NOW

ARCHIVE

NOTES

DLAND

EMAIL

ambience
02 May 2002 - 11:42 am

yesterday donna and i took a walk to the rose garden and sat there while it became twilight.  everything was so green.  then donna walked home, and i rode to hawthorne, taking the most indirect route possible.  i followed streets that looked pretty.  some streets were so overgrown with trees that almost no light was coming in.  i rode through the park i like, by the elementary school.  i looked at the playground, and the hopscotch and four square painted on the ground.  it was almost exactly like the school i went to when i was little, except better, cause it's in a city.

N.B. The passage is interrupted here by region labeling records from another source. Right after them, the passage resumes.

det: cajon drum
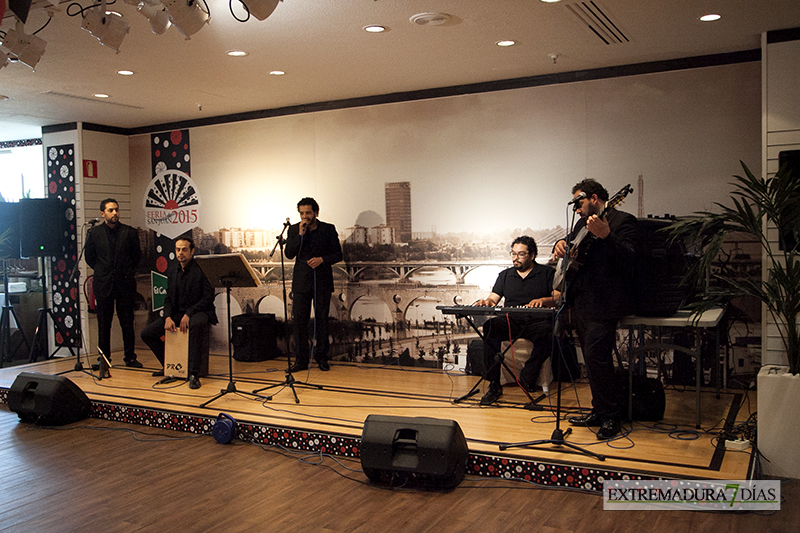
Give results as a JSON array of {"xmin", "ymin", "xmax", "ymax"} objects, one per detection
[{"xmin": 164, "ymin": 330, "xmax": 189, "ymax": 379}]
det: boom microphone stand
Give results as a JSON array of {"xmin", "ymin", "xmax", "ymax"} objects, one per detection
[
  {"xmin": 500, "ymin": 202, "xmax": 606, "ymax": 461},
  {"xmin": 253, "ymin": 218, "xmax": 322, "ymax": 403}
]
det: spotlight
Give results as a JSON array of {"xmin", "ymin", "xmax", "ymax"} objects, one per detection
[
  {"xmin": 163, "ymin": 0, "xmax": 210, "ymax": 39},
  {"xmin": 0, "ymin": 22, "xmax": 47, "ymax": 69},
  {"xmin": 239, "ymin": 0, "xmax": 283, "ymax": 20},
  {"xmin": 136, "ymin": 1, "xmax": 172, "ymax": 35},
  {"xmin": 81, "ymin": 7, "xmax": 130, "ymax": 53}
]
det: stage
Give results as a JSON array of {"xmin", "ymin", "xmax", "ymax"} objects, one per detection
[{"xmin": 0, "ymin": 349, "xmax": 756, "ymax": 491}]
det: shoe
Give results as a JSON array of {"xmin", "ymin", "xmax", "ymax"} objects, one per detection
[
  {"xmin": 481, "ymin": 383, "xmax": 503, "ymax": 405},
  {"xmin": 289, "ymin": 363, "xmax": 308, "ymax": 374},
  {"xmin": 597, "ymin": 418, "xmax": 622, "ymax": 440},
  {"xmin": 567, "ymin": 410, "xmax": 603, "ymax": 428}
]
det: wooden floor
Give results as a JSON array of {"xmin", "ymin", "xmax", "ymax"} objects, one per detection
[
  {"xmin": 0, "ymin": 350, "xmax": 755, "ymax": 479},
  {"xmin": 0, "ymin": 404, "xmax": 800, "ymax": 533}
]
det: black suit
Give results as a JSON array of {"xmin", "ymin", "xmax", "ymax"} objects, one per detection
[
  {"xmin": 85, "ymin": 222, "xmax": 142, "ymax": 361},
  {"xmin": 141, "ymin": 259, "xmax": 217, "ymax": 376},
  {"xmin": 567, "ymin": 209, "xmax": 638, "ymax": 418},
  {"xmin": 286, "ymin": 220, "xmax": 342, "ymax": 365}
]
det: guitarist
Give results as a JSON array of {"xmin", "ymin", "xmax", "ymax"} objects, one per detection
[{"xmin": 554, "ymin": 179, "xmax": 638, "ymax": 440}]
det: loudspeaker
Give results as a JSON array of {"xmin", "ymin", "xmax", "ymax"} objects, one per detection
[
  {"xmin": 19, "ymin": 198, "xmax": 67, "ymax": 257},
  {"xmin": 8, "ymin": 372, "xmax": 92, "ymax": 426},
  {"xmin": 361, "ymin": 415, "xmax": 469, "ymax": 489},
  {"xmin": 0, "ymin": 202, "xmax": 19, "ymax": 259},
  {"xmin": 634, "ymin": 218, "xmax": 693, "ymax": 316},
  {"xmin": 231, "ymin": 313, "xmax": 281, "ymax": 361}
]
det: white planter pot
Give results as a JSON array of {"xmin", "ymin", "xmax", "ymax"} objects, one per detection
[{"xmin": 758, "ymin": 365, "xmax": 800, "ymax": 479}]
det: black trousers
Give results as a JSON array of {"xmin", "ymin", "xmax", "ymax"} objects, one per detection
[
  {"xmin": 483, "ymin": 316, "xmax": 553, "ymax": 388},
  {"xmin": 575, "ymin": 313, "xmax": 624, "ymax": 418},
  {"xmin": 141, "ymin": 311, "xmax": 211, "ymax": 377},
  {"xmin": 292, "ymin": 290, "xmax": 331, "ymax": 365},
  {"xmin": 95, "ymin": 293, "xmax": 136, "ymax": 361}
]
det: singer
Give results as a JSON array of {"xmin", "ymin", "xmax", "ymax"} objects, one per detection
[
  {"xmin": 285, "ymin": 198, "xmax": 342, "ymax": 372},
  {"xmin": 86, "ymin": 198, "xmax": 142, "ymax": 368},
  {"xmin": 554, "ymin": 179, "xmax": 638, "ymax": 440}
]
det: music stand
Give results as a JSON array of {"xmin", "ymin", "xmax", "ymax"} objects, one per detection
[{"xmin": 194, "ymin": 254, "xmax": 272, "ymax": 407}]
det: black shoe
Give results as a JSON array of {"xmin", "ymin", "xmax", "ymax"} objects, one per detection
[
  {"xmin": 597, "ymin": 418, "xmax": 622, "ymax": 440},
  {"xmin": 481, "ymin": 383, "xmax": 503, "ymax": 405},
  {"xmin": 289, "ymin": 363, "xmax": 308, "ymax": 374},
  {"xmin": 567, "ymin": 410, "xmax": 603, "ymax": 428}
]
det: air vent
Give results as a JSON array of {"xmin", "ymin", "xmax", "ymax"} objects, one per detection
[
  {"xmin": 41, "ymin": 91, "xmax": 144, "ymax": 109},
  {"xmin": 564, "ymin": 2, "xmax": 630, "ymax": 44}
]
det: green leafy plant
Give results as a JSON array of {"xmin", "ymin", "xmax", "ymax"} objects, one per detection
[{"xmin": 667, "ymin": 162, "xmax": 800, "ymax": 374}]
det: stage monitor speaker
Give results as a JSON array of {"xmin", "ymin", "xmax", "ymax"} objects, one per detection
[
  {"xmin": 0, "ymin": 202, "xmax": 19, "ymax": 259},
  {"xmin": 8, "ymin": 372, "xmax": 92, "ymax": 426},
  {"xmin": 19, "ymin": 198, "xmax": 67, "ymax": 257},
  {"xmin": 634, "ymin": 218, "xmax": 694, "ymax": 316},
  {"xmin": 231, "ymin": 313, "xmax": 281, "ymax": 362},
  {"xmin": 361, "ymin": 415, "xmax": 469, "ymax": 489}
]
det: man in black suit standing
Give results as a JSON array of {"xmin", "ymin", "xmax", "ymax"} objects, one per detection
[
  {"xmin": 286, "ymin": 198, "xmax": 342, "ymax": 372},
  {"xmin": 85, "ymin": 198, "xmax": 142, "ymax": 368},
  {"xmin": 554, "ymin": 179, "xmax": 638, "ymax": 440},
  {"xmin": 142, "ymin": 237, "xmax": 217, "ymax": 389}
]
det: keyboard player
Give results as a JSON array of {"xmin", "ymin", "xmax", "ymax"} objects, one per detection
[{"xmin": 473, "ymin": 235, "xmax": 561, "ymax": 405}]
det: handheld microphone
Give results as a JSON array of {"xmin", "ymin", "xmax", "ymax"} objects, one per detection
[{"xmin": 567, "ymin": 192, "xmax": 586, "ymax": 205}]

i wonder who thought of cities.  who could picture how this neighborhood would look when the trees got really big.

today.. i should do something?  photography.  my muscles are sore but i'll ride my bike far away, or at least to NW.

it's hard to be motivated.  while i was riding around yesterday i was wondering why i'm not so obsessed with making art, the way i was in high school.  i guess it was easier then, when i had art classes every day.  now i have to choose to go there and work in the darkroom.
but i was also thinking that it makes me so happy just to live, maybe i have perfected "life as art" and i no longer need art anymore.  which is kind of sad.  maybe it's true that you need to be miserable to produce something great.  in high school, in the suburbs, art was the only thing that seemed real.  now i feel like i am creating something just by experiencing and being a part of my surroundings.  i am a tiny piece of this ambience.